Section 4.6 Company SEC Documents; Financial Statements.
(a) Since January 1, 2022, the Company has filed or furnished with the SEC all material forms, documents and reports required to be filed or furnished prior to the date of this Agreement by it with the SEC (such forms, documents and reports filed with the SEC, including any amendments or supplements thereto and any exhibits or other documents attached to or incorporated by reference therein, the "
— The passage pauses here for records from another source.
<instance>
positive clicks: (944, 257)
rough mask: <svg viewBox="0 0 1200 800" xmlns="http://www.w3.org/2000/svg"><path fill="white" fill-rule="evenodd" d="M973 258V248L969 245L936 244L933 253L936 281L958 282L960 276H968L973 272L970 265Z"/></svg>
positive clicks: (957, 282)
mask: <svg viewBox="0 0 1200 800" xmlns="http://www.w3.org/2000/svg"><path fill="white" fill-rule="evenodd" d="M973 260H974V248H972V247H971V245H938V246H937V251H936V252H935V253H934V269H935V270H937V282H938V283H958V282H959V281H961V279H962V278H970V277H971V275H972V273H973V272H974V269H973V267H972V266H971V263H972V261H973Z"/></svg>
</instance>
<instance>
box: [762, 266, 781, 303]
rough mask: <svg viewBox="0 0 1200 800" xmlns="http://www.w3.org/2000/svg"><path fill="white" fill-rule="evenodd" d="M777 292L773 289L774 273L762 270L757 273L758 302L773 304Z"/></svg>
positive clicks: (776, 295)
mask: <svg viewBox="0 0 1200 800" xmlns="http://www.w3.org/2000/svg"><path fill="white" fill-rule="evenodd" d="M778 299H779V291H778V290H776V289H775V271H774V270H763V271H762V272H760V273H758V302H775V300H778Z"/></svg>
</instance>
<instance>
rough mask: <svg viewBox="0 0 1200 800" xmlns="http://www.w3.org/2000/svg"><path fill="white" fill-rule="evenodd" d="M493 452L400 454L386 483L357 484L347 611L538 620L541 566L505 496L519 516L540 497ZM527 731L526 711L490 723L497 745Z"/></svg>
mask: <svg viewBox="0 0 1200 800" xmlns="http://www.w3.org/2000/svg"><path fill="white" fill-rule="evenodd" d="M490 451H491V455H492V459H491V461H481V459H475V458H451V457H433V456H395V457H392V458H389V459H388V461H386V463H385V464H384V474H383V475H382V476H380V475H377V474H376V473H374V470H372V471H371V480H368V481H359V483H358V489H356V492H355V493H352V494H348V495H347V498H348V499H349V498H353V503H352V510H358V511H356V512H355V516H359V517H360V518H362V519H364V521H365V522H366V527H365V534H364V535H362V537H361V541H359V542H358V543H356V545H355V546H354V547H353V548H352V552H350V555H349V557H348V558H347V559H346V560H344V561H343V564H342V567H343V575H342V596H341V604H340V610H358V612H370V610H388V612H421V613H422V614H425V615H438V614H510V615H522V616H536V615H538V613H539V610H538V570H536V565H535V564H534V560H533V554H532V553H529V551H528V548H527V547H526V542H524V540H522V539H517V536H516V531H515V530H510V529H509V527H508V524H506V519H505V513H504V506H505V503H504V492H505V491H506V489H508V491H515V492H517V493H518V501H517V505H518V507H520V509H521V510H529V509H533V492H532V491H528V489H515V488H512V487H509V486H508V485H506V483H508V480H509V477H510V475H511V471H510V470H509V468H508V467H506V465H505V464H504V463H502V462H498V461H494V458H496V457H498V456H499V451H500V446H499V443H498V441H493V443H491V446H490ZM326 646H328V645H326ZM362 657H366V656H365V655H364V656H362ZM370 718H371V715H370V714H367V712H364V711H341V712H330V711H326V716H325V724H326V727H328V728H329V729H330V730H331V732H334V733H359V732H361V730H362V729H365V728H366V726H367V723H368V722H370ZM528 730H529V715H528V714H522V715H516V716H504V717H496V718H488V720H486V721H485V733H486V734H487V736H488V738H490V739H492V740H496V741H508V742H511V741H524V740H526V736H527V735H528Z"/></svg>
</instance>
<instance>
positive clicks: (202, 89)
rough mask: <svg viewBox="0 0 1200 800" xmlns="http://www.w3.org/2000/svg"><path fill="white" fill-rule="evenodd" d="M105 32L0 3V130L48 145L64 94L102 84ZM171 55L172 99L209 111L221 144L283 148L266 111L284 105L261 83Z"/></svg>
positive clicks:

Company SEC Documents"). As of their respective dates, or, if amended or supplemented, as of the date of the last such amendment or supplement, the Company SEC Documents complied in all material respects with the requirements of the Securities Act and the Exchange Act, as the case may be, and the applicable rules and regulations promulgated thereunder, and none of the Company SEC Documents at the time it was filed (or, if amended or supplemented, as of the date of the last amendment or supplement) contained any untrue statement of a material fact or omitted to state any material fact required to be stated therein or necessary to make the statements therein, in light of the circumstances under which they were made, or are to be made, not misleading.
(b) The consolidated financial statements (including all related notes) of the Company included in the Company SEC Documents fairly present in all material respects the consolidated financial position of the Company and its consolidated Subsidiaries as at the respective dates thereof and its consolidated statements of operations and consolidated statements of cash flows for the respective periods then ended (subject, in the case of unaudited interim statements, to normal year-end audit adjustments, none of which would have a Company Material Adverse Effect, to the absence of notes and to any other adjustments described therein, including in any notes thereto) in conformity with GAAP (except, in the case of unaudited statements, as permitted by Form 10-Q, Form 8-K or any successor form or other rules under the Exchange Act).